Deformations of curves with constant curvature
Mohammad Ghomi, Matteo Raffaelli
TL;DR
The paper establishes a parametric $C^1$-dense relative $h$-principle for curves of constant curvature in $\mathbb{R}^n$ ($n\ge 3$), showing that unit-speed curves with nonvanishing curvature can be deformed through constant-curvature representatives in a way that tightly preserves boundary data. The authors reduce the global problem to a local one, then develop a suite of tools—nonflat perturbations via jet transversality, control of the center of mass on spherical tantrices, and parametric convex-geometry results (Carathéodory–Steinitz)—to construct the required homotopies. Their main consequence for knots in $\mathbb{R}^3$ is a complete isotopy/homotopy classification through constant-curvature curves governed by self-linking invariants, aligning the constant-curvature deformation theory with the classical nonflat curvature theory. The approach leverages convex integration, explicit geodesic perturbations, and careful parametric convex-combination arguments to realize deformations to constant-curvature curves while maintaining $C^1$-control.

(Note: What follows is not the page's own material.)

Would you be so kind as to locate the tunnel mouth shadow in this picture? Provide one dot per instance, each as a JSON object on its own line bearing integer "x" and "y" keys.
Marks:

This advances understanding of when geometric constraints (constant curvature) can be reconciled with topological constraints (isotopy/homotopy) in space curves, with potential implications for the manipulation and classification of knots under curvature-preserving deformations.
Abstract
We prove that curves of constant curvature satisfy the parametric $C^1$-dense relative $h$-principle in the space of immersed curves with nonvanishing curvature in Euclidean space $R^{n\geq 3}$. It follows that two knots of constant curvature in $R^3$ are isotopic, resp. homotopic, through curves of constant curvature if and only if they are isotopic, resp. homotopic, and their self-linking numbers, resp. self-linking numbers mod $2$, are equal.